Inspiration part II: Girls on the Run. If my crazy around the world race adventure can somehow inspire young girls to discover and reach their unique and full potential through running, then all the training hours, the miles and yes, the pain, will be worth it.

If you're inspired and want to donate to Casey's Girls on the Run campaign, click here.

If you want to follow the rest of Casey's adventure, here's her blog.

Curious: What running adventure do you want to go on?

70 responses to “7 Continents, 7 Half-Marathons, 7 Days: The Amazing Race of Running

  1. My friend, Don, (the race director for the Grand Rapids (MI) Marathon) is running this as well – the marathon version. I can’t even imagine. So awesome on all fronts!

  2. Cheryl,
    When I read your response I was struck by the off-putting feeling I got from it. It reminded me of another comment on a recent podcast post. The one about running a sub 30 minute 5K or 60 minute 10K. That comment also felt that way. Not sure if you intend to put your comments that way. But both struck me as unkind. Not sure if there are more. Yay for you for accomplishing all that you do. It is great. (Perhaps you do want a little recognition??) And/But, yay for the other women accomplishing things as well. I’m ready to applaud everyone!

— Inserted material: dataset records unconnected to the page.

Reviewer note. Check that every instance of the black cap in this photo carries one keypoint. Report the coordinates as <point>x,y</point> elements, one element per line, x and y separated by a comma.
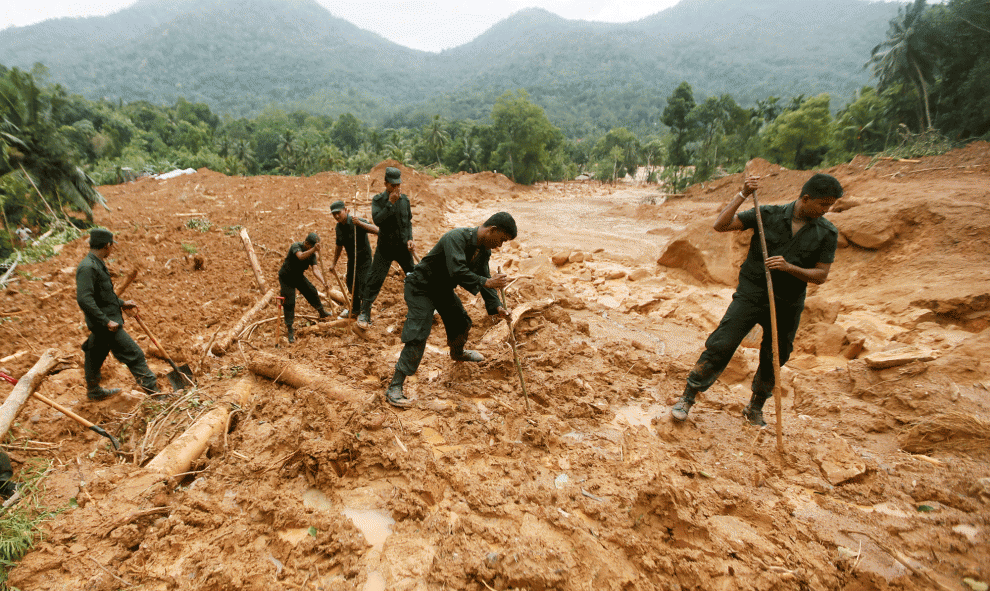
<point>100,237</point>
<point>393,175</point>
<point>503,221</point>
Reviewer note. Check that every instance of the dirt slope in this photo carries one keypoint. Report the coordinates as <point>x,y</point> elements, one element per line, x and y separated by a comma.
<point>885,482</point>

  3. I coached girls cross country in the early 80s for seven years after school (teaching) during the week. It was fun and exhausting at the same time. It was before the GOTR movement (obviously). We brought home the city wide trophy one year. I have always supported and helped girls get “into” sports/running. Some of these small frys continued to run and as adults competed in marathons and triathlons (talked to them many years later). I didn’t need any “press” about it. No one knew except those girls and their parents. That was enough for me. I also took them out for frozen yogurt after our meets. I still teach (my 39th year). I make teachers wages. I run things that don’t cost a lot of money to get to because I don’t have any (much extra). I want to run to the top of a local mountain here where I used to run and hold the ascent record. That’s my “adventure”-and it won’t cost me a thing to do it and I won’t even write about it or post pictures. Great that there are those “out there” who have the time and money to do this. It’s the women I work with on a daily/yearly/decade basis that are in the trenches making a difference who get no recognition.

  4. Go Casey! I’ve been following an acquaintance who is doing the 7 marathons in 7 days, but did not realize there was a half option. Either way it’s an impressive accomplishment and I can’t wait to follow her journey.